Ideologia extremista e rituais de “batismo”

As investigações mostraram que os integrantes se autodenominavam skinheads neonazistas e usavam como símbolo o “Sol Negro”, ícone associado ao ocultismo nazista e à supremacia ariana. No centro do emblema, figurava um fuzil AK-47, representando — nas palavras do próprio grupo — a “exaltação da violência e da raça branca”.

Os membros oficialmente “batizados” passavam por um ritual de admissão e eram obrigados a pagar mensalidades. O dinheiro arrecadado financiava propaganda ideológica, reuniões presenciais e a produção de materiais de divulgação.

A atuação não se limitava ao mundo físico: o grupo mantinha fóruns e perfis falsos em redes sociais para espalhar conteúdo antissemita e supremacista, driblando mecanismos de rastreamento. As autoridades destacaram que os envolvidos têm formações e profissões diversas, o que mostra o alcance da ideologia extremista.

Repressão ao discurso de ódio

Em nota, o Ministério Público de Santa Catarina afirmou que a operação representa um marco no combate à intolerância.

“Discursos de ódio, antissemitismo e incitação à violência representam ameaças graves e não serão toleradas. A Operação Nuremberg é um passo importante para garantir que os responsáveis sejam levados à justiça”, declarou o órgão.

O nome da operação faz referência aos Julgamentos de Nuremberg, realizados após a Segunda Guerra Mundial, quando líderes nazistas foram responsabilizados por crimes contra a humanidade — uma escolha simbólica que reforça o objetivo de punir o extremismo e defender o Estado Democrático de Direito.
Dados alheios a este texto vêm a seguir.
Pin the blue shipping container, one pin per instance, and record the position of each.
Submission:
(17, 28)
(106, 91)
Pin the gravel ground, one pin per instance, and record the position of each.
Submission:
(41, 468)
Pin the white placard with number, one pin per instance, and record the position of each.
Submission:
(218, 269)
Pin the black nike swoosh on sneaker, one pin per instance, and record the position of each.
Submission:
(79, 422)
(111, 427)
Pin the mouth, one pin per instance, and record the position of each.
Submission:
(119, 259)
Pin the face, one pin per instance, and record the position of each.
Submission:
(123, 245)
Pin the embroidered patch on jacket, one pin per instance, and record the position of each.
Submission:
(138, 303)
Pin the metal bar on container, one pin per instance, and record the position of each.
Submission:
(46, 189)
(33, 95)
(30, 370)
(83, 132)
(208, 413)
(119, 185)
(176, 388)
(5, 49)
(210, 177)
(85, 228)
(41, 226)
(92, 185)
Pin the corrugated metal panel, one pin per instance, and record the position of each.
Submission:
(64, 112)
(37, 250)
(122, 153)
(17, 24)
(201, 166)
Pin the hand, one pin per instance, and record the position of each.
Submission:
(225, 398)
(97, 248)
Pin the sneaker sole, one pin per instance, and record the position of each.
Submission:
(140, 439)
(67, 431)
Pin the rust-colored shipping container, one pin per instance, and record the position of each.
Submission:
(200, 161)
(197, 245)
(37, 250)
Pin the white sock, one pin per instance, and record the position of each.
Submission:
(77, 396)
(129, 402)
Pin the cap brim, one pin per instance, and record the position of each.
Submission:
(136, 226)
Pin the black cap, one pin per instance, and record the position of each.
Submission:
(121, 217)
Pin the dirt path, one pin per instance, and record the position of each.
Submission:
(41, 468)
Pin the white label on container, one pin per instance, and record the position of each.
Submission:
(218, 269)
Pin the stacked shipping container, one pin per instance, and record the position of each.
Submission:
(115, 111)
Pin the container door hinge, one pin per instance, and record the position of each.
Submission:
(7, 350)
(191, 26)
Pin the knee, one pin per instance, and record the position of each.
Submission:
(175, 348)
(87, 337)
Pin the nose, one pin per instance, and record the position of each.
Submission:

Próximos passos da investigação

O material apreendido será analisado pela Polícia Científica, que deve emitir laudos periciais para aprofundar a investigação. O CyberGAECO continuará o trabalho de rastrear outros possíveis membros e conexões do grupo em fóruns online.

Com a operação, o Brasil dá um recado claro: o extremismo violento e o antissemitismo não terão espaço em seu território — e quem insistir nessa ideologia será levado à Justiça.